Suivant exploit d'huissier en date du 10 février 2021, il l'a faite assigner devant le président du tribunal de commerce statuant en référé.

Par ordonnance de référé du 5 octobre 2021, le président du tribunal de commerce a :

- Renvoyé les parties à se pourvoir au fond ainsi qu'elles en aviseront ;

- Dès à présent, par provision, vu l'article 873 du code de procédure civile ;

- Débouté la SARL Adjutorium Informatique de toutes ses demandes ;

- Dit le CSN recevable et bien fondé en son action ;

- Ordonné à la SARL Adjutorium Informatique d'avoir à cesser toute communication, soit par voie électronique, voie postale et démarcharge téléphonique, tendant à se prévaloir de ce qu'elle peut mettre à disposition - gratuitement ou non - une solution de visioconférence ayant reçu l'agrément du CSN dans le cadre de l'acte authentique électronique à distance et avec comparution à distance et/ou répondant au cahier des charges développé par celui-ci ;

- Ordonné, passé un délai de 8 jours à compter de la date de signification de la présente ordonnance, que chaque manquement de la SARL Adjutorium Informatique constaté par huissier de justice, donnera lieu au paiement au CSN, de la somme de 2 000 euros par manquement constaté, la présente ordonnance valant titre exécutoire ;

- Autorisé la publication de la présente ordonnance, durant 15 jours, sur le portail "REAL" - intranet du notariat - aux frais exclusifs de la SARL Adjutorium Informatique ;

- Condamné la SARL Adjutorium Informatique à payer et porter au CSN la somme de 3 000 euros au titre des dispositions de l'article 700 du code de procédure civile ;

- Rappelé que l'exécution provisoire est de droit ;

- Condamné la SARL Adjutorium Informatique aux dépens de l'instance, dont frais de greffe liquidés à 40,65 euros TVA incluse.

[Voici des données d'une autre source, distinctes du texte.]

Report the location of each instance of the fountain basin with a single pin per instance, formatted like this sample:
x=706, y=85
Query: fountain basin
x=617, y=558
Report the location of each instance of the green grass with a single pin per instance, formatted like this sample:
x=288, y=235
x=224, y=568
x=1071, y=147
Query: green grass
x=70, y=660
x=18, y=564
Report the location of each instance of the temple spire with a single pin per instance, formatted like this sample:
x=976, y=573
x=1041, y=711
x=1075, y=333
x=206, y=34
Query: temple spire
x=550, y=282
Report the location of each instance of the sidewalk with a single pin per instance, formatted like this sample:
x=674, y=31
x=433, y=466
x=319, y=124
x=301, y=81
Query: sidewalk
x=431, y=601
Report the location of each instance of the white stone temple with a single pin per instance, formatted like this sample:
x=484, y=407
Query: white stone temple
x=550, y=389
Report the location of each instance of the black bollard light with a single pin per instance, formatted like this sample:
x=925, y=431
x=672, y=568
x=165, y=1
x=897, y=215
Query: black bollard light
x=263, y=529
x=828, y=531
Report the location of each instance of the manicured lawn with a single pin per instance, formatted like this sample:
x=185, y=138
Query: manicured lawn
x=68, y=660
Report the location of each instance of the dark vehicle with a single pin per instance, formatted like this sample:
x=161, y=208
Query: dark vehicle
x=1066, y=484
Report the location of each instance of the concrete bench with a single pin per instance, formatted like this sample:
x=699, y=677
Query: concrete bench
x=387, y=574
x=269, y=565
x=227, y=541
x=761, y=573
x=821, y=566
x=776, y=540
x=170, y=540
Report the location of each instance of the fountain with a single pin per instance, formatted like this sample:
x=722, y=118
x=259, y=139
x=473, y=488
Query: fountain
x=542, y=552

Le juge des référés a retenu que la demande présentée in limine litis par la défenderesse et consistant à saisir le Conseil d'Etat n'était pas fondée juridiquement comme étant sans rapport avec les faits reprochés. Le juge des référés a ainsi rappelé que le litige portait uniquement sur l'intérêt commercial qu'entend vouloir obtenir la SARL en faisant référence auprès des notaires qu'elle démarche à un agrément qu'elle n'a manifestement pas.

Sur le fond, le juge des référés a fait droit à la demande, estimant que le système de visioconférence n'était pas agréé par le CSN, de sorte que la défenderesse ne pouvait s'en prévaloir pour promouvoir la diffusion de son système auprès des notaires.

Suivant déclaration électronique en date du 18 octobre 2021, la SARL Adjutorium Informatique a interjeté appel de cette décision.

Suivant conclusions régulièrement déposées et notifiées par voie électronique le 2 février 2022, l'appelante demande à la cour de :

Vu les articles 9, 54,56, 122, 114, 484, 872 et 873 alinéa 1 du code de procédure civile,

Vu la requête présentée au Conseil d'Etat,

Vu le principe d'estoppel,

Vu les pièces versées au débat,

- Réformer l'ordonnance rendue par le juge des référés du tribunal de commerce de Clermont-Ferrand en ce qu'elle a :

- Renvoyé les parties à se pourvoir au fond.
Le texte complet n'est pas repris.